A las setenta y dos horas de huelga el Inspector telefoneó a Julio:
– El Responsable acaba de mandarme un ultimátum.
– ¿Qué ha hecho usted?
– Nada. No transigir.
Julio le felicitó; y, sin embargo, la respuesta del Comité de Huelga fue fulminante: se dio vuelta a las llaves. La electricidad, el gas y el agua fueron cortados.
El triple corte provocó la mayor confusión que se recordaba en la ciudad. Todo quedó a oscuras. El inspector intentó telefonear de nuevo a Julio. Las tiendas cerraron en el acto, los grifos de los lavabos dejaron caer su última lágrima, en las cocinas se oían las más extravagantes maldiciones.
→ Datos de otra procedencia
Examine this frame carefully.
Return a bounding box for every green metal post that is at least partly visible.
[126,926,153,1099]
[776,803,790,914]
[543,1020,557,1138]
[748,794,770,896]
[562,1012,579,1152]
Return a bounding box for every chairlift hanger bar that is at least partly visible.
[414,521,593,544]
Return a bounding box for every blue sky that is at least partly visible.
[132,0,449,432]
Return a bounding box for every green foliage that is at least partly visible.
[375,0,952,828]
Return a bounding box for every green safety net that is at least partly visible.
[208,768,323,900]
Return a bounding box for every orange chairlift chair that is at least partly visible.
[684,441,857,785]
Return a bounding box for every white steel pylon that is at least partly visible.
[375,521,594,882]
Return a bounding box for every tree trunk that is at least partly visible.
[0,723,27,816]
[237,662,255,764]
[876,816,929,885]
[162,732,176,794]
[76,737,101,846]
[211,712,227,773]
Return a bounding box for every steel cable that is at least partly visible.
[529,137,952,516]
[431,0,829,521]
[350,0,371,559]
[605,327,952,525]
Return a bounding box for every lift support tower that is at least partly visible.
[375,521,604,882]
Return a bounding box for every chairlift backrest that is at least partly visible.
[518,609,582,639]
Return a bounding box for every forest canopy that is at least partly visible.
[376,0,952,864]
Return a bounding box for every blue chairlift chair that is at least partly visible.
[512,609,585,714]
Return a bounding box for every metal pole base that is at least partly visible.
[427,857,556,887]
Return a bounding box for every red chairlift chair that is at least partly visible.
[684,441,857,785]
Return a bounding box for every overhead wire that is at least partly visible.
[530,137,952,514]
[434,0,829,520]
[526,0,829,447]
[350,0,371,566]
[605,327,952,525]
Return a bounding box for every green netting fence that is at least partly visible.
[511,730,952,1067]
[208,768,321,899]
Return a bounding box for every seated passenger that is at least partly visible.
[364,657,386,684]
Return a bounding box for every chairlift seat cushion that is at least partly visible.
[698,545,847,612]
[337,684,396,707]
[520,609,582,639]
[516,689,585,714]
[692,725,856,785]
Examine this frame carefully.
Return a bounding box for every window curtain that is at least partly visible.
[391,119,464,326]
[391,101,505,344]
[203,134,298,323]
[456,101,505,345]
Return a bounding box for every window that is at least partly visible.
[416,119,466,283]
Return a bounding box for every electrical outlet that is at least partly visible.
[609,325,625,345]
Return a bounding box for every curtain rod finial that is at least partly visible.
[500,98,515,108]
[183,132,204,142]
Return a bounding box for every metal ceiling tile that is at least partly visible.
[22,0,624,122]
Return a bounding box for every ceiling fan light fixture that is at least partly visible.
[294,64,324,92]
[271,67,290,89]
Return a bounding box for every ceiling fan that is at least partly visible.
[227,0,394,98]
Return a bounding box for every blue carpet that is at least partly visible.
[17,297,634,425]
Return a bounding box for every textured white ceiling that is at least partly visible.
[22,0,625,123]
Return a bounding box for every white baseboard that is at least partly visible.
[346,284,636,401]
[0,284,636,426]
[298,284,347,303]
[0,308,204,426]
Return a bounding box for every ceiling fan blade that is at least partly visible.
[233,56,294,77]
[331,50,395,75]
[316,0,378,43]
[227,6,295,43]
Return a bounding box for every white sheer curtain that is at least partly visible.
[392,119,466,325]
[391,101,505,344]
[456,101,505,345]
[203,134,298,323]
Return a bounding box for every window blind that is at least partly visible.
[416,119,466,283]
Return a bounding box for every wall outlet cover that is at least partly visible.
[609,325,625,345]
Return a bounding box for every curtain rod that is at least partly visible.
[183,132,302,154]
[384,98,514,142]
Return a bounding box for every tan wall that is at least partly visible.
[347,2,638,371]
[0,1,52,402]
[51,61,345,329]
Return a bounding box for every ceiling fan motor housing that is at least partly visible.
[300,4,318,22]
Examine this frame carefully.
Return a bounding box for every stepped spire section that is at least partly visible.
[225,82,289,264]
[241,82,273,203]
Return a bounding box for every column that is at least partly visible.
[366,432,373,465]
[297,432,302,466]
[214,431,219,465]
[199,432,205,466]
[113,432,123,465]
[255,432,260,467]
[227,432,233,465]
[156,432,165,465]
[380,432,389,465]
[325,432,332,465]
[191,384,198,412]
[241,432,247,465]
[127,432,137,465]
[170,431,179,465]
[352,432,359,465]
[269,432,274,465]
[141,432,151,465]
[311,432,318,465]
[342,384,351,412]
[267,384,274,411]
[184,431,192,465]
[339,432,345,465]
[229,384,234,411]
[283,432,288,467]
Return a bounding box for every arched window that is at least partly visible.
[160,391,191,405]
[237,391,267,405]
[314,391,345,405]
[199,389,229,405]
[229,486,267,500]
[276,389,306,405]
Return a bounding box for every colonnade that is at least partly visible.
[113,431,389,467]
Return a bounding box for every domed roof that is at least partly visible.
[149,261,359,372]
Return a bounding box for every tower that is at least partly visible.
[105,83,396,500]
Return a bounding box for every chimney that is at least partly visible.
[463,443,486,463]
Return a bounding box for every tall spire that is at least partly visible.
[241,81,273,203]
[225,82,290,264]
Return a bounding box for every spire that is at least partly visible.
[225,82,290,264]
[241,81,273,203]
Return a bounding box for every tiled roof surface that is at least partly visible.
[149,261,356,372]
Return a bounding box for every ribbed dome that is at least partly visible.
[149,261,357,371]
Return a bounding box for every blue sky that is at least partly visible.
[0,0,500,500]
El Comisario, Cosme Vila y Casal opinaron que la insolencia pasaba de la medida.
A Casal, el apagón le sorprendió en el momento en que ultimaba la tirada de El Demócrata . La máquina paró en seco y las bombillas se apagaron. El aprendiz del taller encendió una vela. ¿Qué ocurría? En realidad, se encendían velas en todas partes. Casal comprendió en seguida de lo que se trataba y salió a la calle, dirigiéndose a la UGT. Al entrar en el local recibió una impresión fortísima, pues le pareció que entraba en una iglesia, dado que David y Olga habían ido a comprar cuatro velas. Lo mismo ocurría en la Jefatura de Policía y en el Partido Comunista. El despacho de Cosme Vila parecía un altar, en el que Stalin era el santo, pues su retrato se hallaba rodeado de velas.
Casal y Cosme Vila se pusieron inmediatamente al habla, acuciados, además, por Julio, a quien doña Amparo Campo había ido a ver diciendo: «¡Te irás a cenar al restaurante! Sin agua no se puede cocinar».
Cosme Vila comprendió que el Responsable, por encima de los lamentos de las amas de casa, estaba a punto de conseguir un éxito rotundo, pues la reacción en general era favorable. Se hubiera dicho que el propósito anarquista de llevar las cosas hasta el fin se contagiaba incluso a personas a las que todo aquello perjudicaba. Se oían frases sintomáticas. «Desde luego tienen razón. La Fábrica Soler ganó en 1935 seis millones de pesetas.» «Si las autoridades no intervienen es porque comprenden que están en falso.» «Vale la pena estar unos días sin agua si a fin de año le dan a uno un cheque…»
Cosme Vila le dijo a Casal:
– Ya sabes mi criterio. Los anarquistas son una pandilla de bandoleros. Os dije que los tratábamos con demasiadas contemplaciones. Ahora, desde luego, se ha terminado. Tú verás si me sigues. Yo, desde luego, pienso pedir fuerza armada y salir en su busca.
Casal frunció las cejas.
– No comprendo -dijo-. ¿Qué te propones?
– Que el lunes, a las ocho en punto de la mañana, tus afiliados y los míos vayan a trabajar, cueste lo que cueste.